WASHINGTON – Producer prices rose at their fastest pace in five months in September as the cost of gasoline surged, but a small gain in core prices suggested the increased price pressure was unlikely to be sustained.
The Labor Department said on Tuesday its seasonally adjusted index for prices received by farms, factories and refineries, increased 0.8 percent after being flat in August. Economists had expected prices to increase 0.2 percent.
Stripping out volatile food and energy, wholesale prices rose 0.2 percent after inching up 0.1 percent in August.
“Slower growth abroad suggests further moderation in demand for raw materials heading into the fourth quarter, which will likely translate into inflation moderation,” said Lindsey Piegza, an economist at FTN Financial in New York.
Prices for U.S. government debt trimmed gains on the data.
The dollar briefly pared gains against the euro, while stocks on Wall Street were lower as investors focused on Moody’s warning on France’s credit rating and slow growth in China.
Gasoline prices jumped 4.2 percent, the largest gain since March, after dropping 1 percent in August.
Economists, however, dismissed the spike in gasoline, saying it was attributed to how the data was adjusted to try to smooth seasonal volatility.
“It probably did not point to a new trend to higher inflation,” said Gary Thayer, chief macro strategist at Wells Fargo Advisors in St. Louis, Missouri.
But some said there was a risk that data on Wednesday could show an upside surprise in September consumer prices.
The consumer price index likely rose 0.3 percent last month, according to a Reuters survey, after increasing 0.4 percent in August.
INFLATION SEEN CONTAINED
The strong rise in wholesale prices last month is unlikely to spark a broad increase in inflation pressures given the weak economic environment.
It will probably have little impact on the Federal Reserve, which focuses on core consumer inflation, as it weighs further options to help the anemic recovery and pull down an unemployment rate stuck above 9 percent.
Pressure on the U.S. central bank for further monetary stimulus has lessened in recent weeks as retail sales and the trade balance data suggested economic growth accelerated in the third quarter after the second quarter’s tepid 1.3 percent annual rate.
Economists estimate gross domestic product grew at an annual pace of anywhere between 2.3 percent and 2.7 percent in the third quarter.
The economy’s improving tone is starting to filter through to the ailing housing market. Home-builder sentiment rose this month to its highest level in nearly 1-1/2 years, the National Association of Home Builders said in a separate report.
The NAHB/Wells Fargo Housing Market index rose to 18, the highest level since May 2010, from 14 in September. Economists had expected the index to only rise to 15.
Still it remained below 50, meaning more builders view market conditions as poor.
Last month, food prices rose 0.6 percent, slowing from a 1.1 percent rise in August.
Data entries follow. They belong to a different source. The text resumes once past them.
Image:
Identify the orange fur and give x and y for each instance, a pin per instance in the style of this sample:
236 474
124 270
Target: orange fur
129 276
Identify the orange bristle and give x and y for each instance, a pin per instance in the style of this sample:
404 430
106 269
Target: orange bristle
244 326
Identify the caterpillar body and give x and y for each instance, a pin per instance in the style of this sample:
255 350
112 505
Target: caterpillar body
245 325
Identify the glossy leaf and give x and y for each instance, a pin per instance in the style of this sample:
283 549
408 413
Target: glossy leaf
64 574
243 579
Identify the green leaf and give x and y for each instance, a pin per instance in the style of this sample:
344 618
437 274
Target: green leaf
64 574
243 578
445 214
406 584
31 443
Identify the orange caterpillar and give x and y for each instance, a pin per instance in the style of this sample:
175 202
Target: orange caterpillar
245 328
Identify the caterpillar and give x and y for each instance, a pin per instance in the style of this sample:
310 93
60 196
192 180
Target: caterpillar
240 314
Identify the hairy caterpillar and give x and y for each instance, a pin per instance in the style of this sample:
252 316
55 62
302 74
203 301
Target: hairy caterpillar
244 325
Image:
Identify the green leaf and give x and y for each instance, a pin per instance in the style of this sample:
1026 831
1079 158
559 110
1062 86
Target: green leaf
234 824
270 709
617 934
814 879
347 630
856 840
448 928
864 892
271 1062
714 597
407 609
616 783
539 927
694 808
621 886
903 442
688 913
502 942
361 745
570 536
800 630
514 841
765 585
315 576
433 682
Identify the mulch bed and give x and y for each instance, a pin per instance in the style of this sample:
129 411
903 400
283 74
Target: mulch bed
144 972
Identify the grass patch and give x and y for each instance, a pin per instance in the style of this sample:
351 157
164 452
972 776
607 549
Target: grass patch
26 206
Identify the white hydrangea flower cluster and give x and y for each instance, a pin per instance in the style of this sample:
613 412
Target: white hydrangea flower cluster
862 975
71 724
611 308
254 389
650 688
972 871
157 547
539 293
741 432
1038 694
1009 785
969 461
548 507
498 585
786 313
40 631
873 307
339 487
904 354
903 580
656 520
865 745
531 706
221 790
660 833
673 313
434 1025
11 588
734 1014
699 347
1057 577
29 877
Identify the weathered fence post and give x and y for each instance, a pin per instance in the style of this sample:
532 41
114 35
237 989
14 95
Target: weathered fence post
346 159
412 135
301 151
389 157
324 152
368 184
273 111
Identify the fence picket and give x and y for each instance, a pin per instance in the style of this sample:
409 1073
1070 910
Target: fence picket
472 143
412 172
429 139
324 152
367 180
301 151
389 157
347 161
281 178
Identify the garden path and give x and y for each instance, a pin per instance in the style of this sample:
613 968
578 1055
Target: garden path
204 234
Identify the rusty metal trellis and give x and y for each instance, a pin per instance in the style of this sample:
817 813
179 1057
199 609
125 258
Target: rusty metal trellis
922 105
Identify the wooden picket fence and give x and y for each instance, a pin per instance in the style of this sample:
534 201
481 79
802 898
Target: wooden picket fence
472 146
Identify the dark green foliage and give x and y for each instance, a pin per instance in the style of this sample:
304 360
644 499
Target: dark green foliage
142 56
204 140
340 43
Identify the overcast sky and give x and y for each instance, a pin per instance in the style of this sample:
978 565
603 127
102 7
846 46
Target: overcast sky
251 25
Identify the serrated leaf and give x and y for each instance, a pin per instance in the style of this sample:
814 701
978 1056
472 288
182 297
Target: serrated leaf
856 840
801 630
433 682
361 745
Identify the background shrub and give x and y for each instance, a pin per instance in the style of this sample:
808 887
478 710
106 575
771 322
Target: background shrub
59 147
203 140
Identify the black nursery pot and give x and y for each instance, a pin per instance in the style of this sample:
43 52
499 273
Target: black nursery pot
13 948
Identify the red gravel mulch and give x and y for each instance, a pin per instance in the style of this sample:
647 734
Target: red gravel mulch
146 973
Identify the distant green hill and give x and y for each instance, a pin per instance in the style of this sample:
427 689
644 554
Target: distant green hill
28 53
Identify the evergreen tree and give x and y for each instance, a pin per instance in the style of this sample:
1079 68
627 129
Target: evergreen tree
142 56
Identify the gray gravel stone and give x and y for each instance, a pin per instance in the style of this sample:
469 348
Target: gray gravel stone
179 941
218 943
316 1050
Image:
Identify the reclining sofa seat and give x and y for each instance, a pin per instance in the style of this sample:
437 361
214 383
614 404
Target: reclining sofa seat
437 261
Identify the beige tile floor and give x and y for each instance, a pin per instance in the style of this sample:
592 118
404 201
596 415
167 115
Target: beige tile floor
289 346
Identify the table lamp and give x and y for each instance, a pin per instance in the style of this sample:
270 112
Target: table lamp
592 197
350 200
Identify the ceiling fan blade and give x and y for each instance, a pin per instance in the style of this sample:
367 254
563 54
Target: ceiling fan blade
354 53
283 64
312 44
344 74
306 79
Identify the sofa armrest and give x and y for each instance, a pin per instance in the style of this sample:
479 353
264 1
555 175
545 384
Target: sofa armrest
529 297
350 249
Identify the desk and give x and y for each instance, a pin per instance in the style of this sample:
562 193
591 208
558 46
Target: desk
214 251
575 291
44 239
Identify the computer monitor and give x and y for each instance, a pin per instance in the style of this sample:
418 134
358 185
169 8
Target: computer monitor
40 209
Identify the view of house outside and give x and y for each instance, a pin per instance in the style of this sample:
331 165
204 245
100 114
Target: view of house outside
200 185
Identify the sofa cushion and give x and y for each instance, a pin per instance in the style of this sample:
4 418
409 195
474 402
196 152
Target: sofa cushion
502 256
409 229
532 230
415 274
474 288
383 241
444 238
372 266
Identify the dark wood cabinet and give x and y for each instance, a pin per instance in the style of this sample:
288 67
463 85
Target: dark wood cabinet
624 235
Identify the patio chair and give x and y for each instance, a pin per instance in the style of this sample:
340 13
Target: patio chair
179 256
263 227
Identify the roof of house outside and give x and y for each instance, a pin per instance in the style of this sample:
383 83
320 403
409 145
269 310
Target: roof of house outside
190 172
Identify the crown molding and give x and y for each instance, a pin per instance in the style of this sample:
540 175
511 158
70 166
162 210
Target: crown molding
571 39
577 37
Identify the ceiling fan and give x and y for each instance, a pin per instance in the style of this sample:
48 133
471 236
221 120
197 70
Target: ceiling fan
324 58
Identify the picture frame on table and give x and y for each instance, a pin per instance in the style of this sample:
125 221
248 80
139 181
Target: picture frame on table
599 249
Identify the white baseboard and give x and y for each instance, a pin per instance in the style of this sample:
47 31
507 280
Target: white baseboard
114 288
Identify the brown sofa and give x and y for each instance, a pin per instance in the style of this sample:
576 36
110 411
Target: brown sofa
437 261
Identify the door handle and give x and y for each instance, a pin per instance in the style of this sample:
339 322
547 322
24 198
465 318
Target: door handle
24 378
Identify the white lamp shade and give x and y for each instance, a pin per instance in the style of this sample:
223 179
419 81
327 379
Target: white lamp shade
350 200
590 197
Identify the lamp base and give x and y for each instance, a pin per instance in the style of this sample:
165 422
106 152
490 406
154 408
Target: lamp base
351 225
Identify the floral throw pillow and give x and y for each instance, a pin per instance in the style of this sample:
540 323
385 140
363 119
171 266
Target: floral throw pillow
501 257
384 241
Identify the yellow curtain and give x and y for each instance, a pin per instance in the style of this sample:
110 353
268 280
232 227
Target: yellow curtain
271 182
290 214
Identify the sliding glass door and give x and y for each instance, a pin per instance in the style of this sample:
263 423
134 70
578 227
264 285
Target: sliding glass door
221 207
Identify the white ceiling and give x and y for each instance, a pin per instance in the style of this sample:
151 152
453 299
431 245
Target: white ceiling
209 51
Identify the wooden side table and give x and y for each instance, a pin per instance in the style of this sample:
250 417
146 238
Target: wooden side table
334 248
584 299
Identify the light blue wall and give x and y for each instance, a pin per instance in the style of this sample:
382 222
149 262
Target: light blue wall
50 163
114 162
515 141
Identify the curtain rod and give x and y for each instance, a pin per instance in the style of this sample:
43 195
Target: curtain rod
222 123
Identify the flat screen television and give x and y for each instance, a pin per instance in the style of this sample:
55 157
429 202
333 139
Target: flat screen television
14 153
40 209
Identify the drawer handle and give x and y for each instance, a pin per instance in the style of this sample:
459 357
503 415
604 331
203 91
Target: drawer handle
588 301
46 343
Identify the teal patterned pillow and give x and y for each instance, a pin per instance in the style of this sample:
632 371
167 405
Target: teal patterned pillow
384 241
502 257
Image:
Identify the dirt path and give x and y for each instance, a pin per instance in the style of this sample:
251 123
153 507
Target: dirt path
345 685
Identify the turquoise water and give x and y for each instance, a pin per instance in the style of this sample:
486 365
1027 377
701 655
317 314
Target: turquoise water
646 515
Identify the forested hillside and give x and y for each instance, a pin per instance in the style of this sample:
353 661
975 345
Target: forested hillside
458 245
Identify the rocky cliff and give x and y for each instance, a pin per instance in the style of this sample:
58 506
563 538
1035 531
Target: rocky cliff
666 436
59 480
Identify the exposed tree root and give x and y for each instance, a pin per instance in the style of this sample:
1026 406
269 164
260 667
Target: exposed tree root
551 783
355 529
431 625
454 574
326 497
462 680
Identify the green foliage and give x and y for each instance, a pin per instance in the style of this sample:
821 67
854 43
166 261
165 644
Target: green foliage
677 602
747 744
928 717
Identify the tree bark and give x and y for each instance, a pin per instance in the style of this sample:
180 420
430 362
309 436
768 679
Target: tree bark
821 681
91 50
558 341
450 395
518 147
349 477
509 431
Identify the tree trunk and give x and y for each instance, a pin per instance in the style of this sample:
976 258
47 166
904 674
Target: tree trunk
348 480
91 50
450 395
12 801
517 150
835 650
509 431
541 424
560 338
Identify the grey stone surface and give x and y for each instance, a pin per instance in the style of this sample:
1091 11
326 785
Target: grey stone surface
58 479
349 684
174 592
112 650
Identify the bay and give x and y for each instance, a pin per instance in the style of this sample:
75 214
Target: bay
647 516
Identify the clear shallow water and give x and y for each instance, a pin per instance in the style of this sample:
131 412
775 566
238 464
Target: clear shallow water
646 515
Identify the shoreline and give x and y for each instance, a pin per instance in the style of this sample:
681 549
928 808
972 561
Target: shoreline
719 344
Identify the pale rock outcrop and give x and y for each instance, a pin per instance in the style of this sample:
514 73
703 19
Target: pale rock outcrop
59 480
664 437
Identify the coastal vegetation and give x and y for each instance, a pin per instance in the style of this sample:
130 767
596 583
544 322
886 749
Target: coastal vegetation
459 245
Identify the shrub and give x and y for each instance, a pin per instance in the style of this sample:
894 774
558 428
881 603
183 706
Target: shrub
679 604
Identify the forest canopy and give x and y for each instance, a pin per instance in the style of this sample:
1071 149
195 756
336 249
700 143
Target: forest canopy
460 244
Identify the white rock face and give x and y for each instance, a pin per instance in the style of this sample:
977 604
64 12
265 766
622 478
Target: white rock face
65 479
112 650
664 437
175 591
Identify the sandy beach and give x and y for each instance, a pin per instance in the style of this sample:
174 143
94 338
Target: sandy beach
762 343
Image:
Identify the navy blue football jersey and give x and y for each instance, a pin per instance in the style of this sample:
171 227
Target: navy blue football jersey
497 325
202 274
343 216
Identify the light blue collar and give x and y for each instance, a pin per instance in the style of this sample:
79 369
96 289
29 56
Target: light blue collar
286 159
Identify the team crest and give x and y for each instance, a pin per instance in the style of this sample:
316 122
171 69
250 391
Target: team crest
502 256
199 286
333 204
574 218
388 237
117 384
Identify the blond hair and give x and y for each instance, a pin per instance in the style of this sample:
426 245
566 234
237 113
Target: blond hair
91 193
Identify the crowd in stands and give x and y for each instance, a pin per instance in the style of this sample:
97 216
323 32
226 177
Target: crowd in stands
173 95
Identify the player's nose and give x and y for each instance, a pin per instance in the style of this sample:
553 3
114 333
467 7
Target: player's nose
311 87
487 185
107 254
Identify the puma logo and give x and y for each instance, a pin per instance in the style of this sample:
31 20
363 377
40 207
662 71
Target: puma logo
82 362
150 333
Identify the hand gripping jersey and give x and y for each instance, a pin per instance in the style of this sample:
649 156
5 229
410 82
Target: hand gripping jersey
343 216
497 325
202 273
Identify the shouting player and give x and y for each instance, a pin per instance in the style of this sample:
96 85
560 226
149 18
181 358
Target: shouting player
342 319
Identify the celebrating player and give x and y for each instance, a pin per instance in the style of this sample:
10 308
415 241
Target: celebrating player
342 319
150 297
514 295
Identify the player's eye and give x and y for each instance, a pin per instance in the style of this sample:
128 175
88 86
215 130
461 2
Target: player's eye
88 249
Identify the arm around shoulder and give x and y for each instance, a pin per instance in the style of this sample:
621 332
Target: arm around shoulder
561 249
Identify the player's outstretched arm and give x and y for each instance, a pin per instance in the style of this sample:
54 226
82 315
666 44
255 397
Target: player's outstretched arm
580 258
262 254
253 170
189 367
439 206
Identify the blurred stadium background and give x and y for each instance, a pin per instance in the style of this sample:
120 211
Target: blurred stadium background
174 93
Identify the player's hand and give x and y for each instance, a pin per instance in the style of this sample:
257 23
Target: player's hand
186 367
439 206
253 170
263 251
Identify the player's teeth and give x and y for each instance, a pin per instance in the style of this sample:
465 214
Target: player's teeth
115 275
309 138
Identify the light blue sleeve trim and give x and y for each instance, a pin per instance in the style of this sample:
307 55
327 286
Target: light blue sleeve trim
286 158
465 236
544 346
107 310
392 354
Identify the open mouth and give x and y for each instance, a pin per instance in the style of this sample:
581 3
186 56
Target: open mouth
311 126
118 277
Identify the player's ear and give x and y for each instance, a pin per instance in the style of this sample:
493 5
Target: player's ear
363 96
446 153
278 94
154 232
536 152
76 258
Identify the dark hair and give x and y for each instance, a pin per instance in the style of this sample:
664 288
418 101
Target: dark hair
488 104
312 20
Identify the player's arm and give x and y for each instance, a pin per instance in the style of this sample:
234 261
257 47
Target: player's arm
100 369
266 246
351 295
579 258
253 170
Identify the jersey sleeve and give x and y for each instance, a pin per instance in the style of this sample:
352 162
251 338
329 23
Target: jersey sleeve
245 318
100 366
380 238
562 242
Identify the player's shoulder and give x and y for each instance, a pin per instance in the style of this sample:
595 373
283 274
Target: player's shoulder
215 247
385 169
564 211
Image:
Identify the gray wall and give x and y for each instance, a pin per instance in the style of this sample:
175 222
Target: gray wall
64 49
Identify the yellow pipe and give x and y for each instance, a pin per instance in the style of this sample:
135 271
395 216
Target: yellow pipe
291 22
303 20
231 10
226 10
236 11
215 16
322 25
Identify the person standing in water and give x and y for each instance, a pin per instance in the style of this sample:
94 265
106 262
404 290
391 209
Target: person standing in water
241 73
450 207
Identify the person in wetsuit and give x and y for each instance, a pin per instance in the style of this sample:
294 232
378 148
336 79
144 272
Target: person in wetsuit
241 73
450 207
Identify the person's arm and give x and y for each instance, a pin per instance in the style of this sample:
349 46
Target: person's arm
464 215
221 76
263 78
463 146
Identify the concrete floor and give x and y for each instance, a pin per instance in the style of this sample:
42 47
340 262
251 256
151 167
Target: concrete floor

In the 12 months to September, producer prices increased 6.9 percent, accelerating from August’s 6.5 percent advance.
Wholesale prices outside of food and fuel were bumped up by a 0.6 percent rise in light motor trucks — accounting for a third of the rise in the core PPI measure. Light trucks had risen 0.1 percent in August.
Passenger car prices fell 0.5 percent after slipping 0.4 percent in August. Disruptions to production wrought by the March earthquake in Japan caused car prices to spike early this year.
In the 12 months to September, core producer prices rose 2.5 percent after increasing by a similar margin the prior month. The rise was above economists’ expectations for a 2.4 percent advance.